CodesInChaos · 2024-05-05T11:17:09

The main problem this post complains about is that it's difficult to implement changes correctly, even as an expert. That's definitely not a good thing.

pylua · 2024-05-05T12:55:46

I read the article and I can’t understand at a simple level why it’s hard to contribute. Is it easy to break things? Is it hard to determine if something is broken ? If so, maybe it just wasn’t really designed with those items in mind, or maybe there just isn’t adequate testing.

Adding on a new feature that is hard to understand is maybe a signal that the design does not support it.

RedShift1 · 2024-05-05T12:50:59

Yes but it's a database server, I expect lots of things to be non-trivial here?

layer8 · 2024-05-05T14:03:49

Sure, but the design should make it reasonably efficient and reliable to reason about the behavior.
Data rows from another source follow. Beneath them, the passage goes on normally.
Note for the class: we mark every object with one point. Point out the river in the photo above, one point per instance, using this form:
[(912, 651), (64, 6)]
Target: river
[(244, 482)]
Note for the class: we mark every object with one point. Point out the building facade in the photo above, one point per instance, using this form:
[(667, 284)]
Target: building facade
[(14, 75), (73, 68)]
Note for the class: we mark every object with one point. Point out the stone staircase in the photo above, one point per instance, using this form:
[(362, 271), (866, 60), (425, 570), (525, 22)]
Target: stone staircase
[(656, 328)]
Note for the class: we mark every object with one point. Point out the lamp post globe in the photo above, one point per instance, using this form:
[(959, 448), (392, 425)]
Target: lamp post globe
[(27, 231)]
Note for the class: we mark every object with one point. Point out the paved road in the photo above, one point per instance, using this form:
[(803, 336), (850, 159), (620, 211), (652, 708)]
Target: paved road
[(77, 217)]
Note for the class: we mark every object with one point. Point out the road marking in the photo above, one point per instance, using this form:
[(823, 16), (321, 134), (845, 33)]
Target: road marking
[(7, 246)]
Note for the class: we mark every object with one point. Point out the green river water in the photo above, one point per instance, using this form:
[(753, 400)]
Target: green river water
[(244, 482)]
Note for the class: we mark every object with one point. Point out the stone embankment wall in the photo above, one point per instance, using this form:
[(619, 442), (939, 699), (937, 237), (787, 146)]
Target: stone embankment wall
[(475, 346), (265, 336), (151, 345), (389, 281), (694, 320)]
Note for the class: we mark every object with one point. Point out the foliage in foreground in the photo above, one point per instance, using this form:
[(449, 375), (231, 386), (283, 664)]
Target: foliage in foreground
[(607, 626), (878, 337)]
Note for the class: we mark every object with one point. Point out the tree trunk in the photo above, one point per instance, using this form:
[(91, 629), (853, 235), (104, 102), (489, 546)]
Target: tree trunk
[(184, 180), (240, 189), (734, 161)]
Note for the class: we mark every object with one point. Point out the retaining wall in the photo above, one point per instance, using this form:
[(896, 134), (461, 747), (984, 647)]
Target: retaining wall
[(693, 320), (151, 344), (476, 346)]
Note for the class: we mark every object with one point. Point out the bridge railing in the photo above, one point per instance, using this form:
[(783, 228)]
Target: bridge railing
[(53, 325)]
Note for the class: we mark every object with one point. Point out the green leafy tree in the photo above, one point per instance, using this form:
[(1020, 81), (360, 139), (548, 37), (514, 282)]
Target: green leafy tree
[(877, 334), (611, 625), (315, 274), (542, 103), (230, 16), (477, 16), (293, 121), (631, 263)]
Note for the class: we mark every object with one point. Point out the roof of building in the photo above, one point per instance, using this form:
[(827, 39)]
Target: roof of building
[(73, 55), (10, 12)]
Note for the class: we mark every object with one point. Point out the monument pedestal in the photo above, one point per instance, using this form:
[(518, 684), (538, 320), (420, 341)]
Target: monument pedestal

The assumptions, requirements, and guarantees should be clear (documented) at all relevant code locations.

There is a lot of mentioning of testing in this thread and in TFA. However, testing is not the main tool to achieve correctness. Testing is merely a sanity check. Correctness is achieved by being able to adequately reason about the logic of the code, making sure that all assumptions and guarantees are met.

TFA sounds like that reasoning is hard in the PostgreSQL code base. But it could also be that the author was approaching things in a too cavalier manner.

Kinrany · 2024-05-05T13:04:13

Expected doesn't mean good though.

amlib · 2024-05-05T13:11:22

Sure, but is there any other mature and complex (or even more complex) database software easier to hack then Postgres? I imagine something like Microsoft SQL is just as hard and Oracle is known to be a complete mess, much worse than Postgres in this regard.